# Need dimensions for glass top for 18x18x24 exo terra



## treylane (May 16, 2012)

I'm going to surprise a friend with a new glass top to replace an old warping acrylic top for an 18x18x24 exo-terra. Problem is, I don't have any tanks that size, so I'm not sure what dimensions to have it made in. 

They still have the plastic border on the top of the tank (with the round bumps at front and back), they just pulled out the removable screen section and dropped in an acrylic panel.


----------



## AdeljeanHo (May 24, 2016)

I can measure mine when I get home later. I need to have glass cut for mine, too.

Sent from my SM-N920V using Tapatalk


----------



## AdeljeanHo (May 24, 2016)

a is is the max inside dimension, where the mesh-holding bracket sits). It is the same in both directions, front-to-back and side-to-side.

b and c are the dimensions if the hole. If the glass us smaller than that, it will fall in. 

d and e are the dimensions of the hinge notches that need to be cut out.

a = 16-5/16"
b = 16-⅜"
c = 16-⅛"
d = 1-⅛"
e = ⅜"


My recommendations are below. But make sure you talk to the glass cutter about their tolerances. When I got my 18×24 cut, they asked for the dimensions you want and give you their tolerance level, if what they cut for you doesn't fit, but is within their stated tolerance margin, you will have to pay for a new one. 

If you go with no vent then, 16-¾" squared (for a tighter fit) or 16-⅝" (for a looser fit).
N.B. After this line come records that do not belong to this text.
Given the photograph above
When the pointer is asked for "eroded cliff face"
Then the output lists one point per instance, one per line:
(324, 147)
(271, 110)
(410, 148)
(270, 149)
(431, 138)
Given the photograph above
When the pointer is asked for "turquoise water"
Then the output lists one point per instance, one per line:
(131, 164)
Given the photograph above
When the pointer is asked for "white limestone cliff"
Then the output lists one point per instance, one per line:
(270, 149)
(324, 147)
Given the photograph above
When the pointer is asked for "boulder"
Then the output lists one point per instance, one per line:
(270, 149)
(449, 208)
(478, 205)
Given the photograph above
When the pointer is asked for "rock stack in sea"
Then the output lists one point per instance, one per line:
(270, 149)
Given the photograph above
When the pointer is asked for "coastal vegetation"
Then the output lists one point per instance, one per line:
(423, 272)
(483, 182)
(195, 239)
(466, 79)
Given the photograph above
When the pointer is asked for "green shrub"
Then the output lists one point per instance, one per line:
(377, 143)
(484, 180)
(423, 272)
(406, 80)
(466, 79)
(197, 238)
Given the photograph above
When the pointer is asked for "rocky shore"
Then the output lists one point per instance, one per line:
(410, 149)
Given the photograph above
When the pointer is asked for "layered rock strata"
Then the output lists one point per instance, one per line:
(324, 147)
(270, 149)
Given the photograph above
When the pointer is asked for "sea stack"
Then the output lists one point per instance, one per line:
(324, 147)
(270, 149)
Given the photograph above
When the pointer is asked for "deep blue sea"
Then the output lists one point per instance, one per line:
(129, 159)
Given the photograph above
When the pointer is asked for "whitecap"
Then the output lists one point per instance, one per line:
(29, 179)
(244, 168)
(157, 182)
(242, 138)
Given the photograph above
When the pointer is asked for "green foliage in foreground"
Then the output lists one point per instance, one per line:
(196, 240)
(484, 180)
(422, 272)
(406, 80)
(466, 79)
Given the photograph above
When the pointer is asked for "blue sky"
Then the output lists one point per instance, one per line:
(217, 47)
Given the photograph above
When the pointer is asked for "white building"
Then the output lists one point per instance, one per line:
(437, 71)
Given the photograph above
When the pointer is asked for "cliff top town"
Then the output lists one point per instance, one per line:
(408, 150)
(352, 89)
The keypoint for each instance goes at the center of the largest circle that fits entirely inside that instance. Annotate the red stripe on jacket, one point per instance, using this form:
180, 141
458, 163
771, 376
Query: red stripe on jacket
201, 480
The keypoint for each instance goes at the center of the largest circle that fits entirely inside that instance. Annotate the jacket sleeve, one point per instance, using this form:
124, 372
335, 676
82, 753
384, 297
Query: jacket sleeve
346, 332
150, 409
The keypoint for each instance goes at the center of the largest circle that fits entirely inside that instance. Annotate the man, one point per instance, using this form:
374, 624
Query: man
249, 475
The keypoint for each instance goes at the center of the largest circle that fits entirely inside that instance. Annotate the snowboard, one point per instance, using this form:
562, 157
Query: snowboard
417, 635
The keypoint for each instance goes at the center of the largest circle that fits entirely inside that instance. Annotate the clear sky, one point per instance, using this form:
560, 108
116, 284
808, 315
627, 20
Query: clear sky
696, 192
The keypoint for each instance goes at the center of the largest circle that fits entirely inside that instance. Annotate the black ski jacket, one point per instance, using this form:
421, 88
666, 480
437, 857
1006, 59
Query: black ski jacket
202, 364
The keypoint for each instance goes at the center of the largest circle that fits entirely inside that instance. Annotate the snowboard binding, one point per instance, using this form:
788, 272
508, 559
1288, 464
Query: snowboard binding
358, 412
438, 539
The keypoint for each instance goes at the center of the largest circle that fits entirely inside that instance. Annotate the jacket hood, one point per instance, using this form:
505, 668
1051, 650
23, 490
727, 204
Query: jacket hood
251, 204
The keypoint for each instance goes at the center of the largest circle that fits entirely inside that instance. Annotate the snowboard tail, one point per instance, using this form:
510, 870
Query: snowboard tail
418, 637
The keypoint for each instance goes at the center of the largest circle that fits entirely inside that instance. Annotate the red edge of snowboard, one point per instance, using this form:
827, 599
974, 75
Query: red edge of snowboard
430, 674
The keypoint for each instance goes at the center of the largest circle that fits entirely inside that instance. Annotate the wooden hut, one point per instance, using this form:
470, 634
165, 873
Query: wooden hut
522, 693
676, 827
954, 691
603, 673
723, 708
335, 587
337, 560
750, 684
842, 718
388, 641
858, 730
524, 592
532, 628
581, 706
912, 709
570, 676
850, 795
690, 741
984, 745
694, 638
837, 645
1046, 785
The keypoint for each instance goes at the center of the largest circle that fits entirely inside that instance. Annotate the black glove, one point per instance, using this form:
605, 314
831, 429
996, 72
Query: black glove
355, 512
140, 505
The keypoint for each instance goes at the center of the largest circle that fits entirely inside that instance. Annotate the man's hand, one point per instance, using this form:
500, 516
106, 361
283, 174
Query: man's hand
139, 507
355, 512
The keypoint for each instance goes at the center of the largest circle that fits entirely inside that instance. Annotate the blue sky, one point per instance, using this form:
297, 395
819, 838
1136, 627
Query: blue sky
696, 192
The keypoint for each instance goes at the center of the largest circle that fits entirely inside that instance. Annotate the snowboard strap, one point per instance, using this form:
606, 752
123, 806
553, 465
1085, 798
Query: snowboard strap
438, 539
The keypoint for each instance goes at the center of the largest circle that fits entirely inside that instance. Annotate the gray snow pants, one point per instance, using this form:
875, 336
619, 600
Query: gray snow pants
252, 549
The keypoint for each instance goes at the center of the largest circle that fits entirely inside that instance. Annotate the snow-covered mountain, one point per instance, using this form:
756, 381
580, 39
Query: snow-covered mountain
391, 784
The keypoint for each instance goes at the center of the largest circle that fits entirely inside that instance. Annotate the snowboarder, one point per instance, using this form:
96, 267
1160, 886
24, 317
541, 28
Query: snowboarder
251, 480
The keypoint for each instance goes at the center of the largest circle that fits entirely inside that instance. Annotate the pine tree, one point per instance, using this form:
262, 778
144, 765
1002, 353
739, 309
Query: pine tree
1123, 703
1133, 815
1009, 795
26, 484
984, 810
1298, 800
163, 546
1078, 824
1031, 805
Both, should work, and take the notches out of the two front corners (see below). 
The d and e dimensions are the two short sides of the triangle and correspond to the dotted lines in the image below.










If you go with a vent, then just shorten on of the dimensions down by a few inches to accommodate your vent strip. And in that case, the notches are not needed in the glass (they will go on the vent strip).


----------



## chin_monster (Mar 12, 2006)

Although glass is the better choice, FWIW lexan / polycarbonate does not warp - it's much easier to cut n drill n modify.


----------



## treylane (May 16, 2012)

Thanks so much, that's perfect!


----------



## AdeljeanHo (May 24, 2016)

treylane said:


> Thanks so much, that's perfect!


Also if they use a misting system, you can have the glass company drill the hole for you. 

Sent from my SM-N920V using Tapatalk


----------



## SoloSK71 (Dec 25, 2018)

I don't normally like to resurrect dead threads but people should check before using this measurement with new Exo Terra 18" x 18" tanks.

My a dimension is 17" exactly which means using the above dimensions would have resulted in a piece that would fall through the top of the tank.

Solo


----------